The company’s founders, Page and Sergey Brin, have left the defence to the soft-spoken Pichai, who has worked his way up the ranks over 16 years with a reputation for being a conscientious caretaker rather than an impassioned entrepreneur.
Pichai, a former product manager, may seem an unlikely candidate to lead his company’s fight with the federal government. But if the tech industry’s bumptious history with antitrust enforcement is any lesson, a caretaker who has reluctantly stepped into the spotlight might be preferable to a charismatic leader born to it.
Pichai, 48, is expected to make the case — as he has for some time — that the company is not a monopoly even though it has a 92 per cent global market share of Internet searches. Google is good for the country, so goes the corporate message, and has been a humble economic engine — not a predatory job killer.
“He has to come off as an individual who is trying to do the right thing not only for his company but broader society,” said Paul Vaaler, a business and law professor at the University of Minnesota. “If he comes off as evasive, petulant and a smart aleck, this is going to be a killer in front of the court and the court of public opinion.”
In an email to employees on Tuesday, he urged Google employees to stay focused on their work so that users will continue to use its products not because they have to but because they want to.
“Scrutiny is nothing new for Google, and we look forward to presenting our case,” Pichai wrote. “I’ve had Googlers ask me how they can help, and my answer is simple: Keep doing what you’re doing.”
Few executives have faced a challenge like this, and the most iconic figures in the industry have wilted under the glare of antitrust scrutiny.
Bill Gates, who was chief executive of Microsoft in the last big technology antitrust case two decades ago, came across as combative and evasive in depositions, reinforcing the view that the company was a win-at-all-costs bully. Gates said last year that the lawsuit had been such a “distraction” that he “screwed up” the transition to mobile phone software and ceded the market to Google.

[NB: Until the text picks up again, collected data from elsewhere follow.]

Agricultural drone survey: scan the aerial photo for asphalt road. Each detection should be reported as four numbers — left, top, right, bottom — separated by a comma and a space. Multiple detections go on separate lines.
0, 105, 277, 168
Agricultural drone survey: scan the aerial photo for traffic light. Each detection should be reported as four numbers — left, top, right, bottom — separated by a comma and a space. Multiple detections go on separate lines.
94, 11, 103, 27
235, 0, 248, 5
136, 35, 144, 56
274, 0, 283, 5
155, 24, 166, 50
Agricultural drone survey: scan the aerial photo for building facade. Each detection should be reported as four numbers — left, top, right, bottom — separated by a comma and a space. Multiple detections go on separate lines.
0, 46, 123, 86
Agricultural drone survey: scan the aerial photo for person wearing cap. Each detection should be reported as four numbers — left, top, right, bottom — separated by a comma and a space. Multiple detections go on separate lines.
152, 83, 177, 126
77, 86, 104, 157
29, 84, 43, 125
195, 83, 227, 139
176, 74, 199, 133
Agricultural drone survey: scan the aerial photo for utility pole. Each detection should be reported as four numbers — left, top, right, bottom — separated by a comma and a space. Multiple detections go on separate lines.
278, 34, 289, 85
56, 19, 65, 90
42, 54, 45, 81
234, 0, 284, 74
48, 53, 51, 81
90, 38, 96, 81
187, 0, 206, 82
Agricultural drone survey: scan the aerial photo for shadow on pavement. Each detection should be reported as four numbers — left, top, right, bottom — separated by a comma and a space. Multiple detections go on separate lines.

Page dealt with impending antitrust scrutiny with detachment, spending his time on futuristic technology projects instead of huddling with lawyers. Even as the EU handed down three fines against Google for anticompetitive practices, Page barely addressed the matter publicly.
On a conference call with reporters on Tuesday, justice department officials declined to reveal whether they had spoken to Page.
In its complaint, the justice department, along with 11 states, said Google had foreclosed competition in the search market by striking deals with handset manufacturers, including Apple, and mobile carriers to block rivals from competing effectively.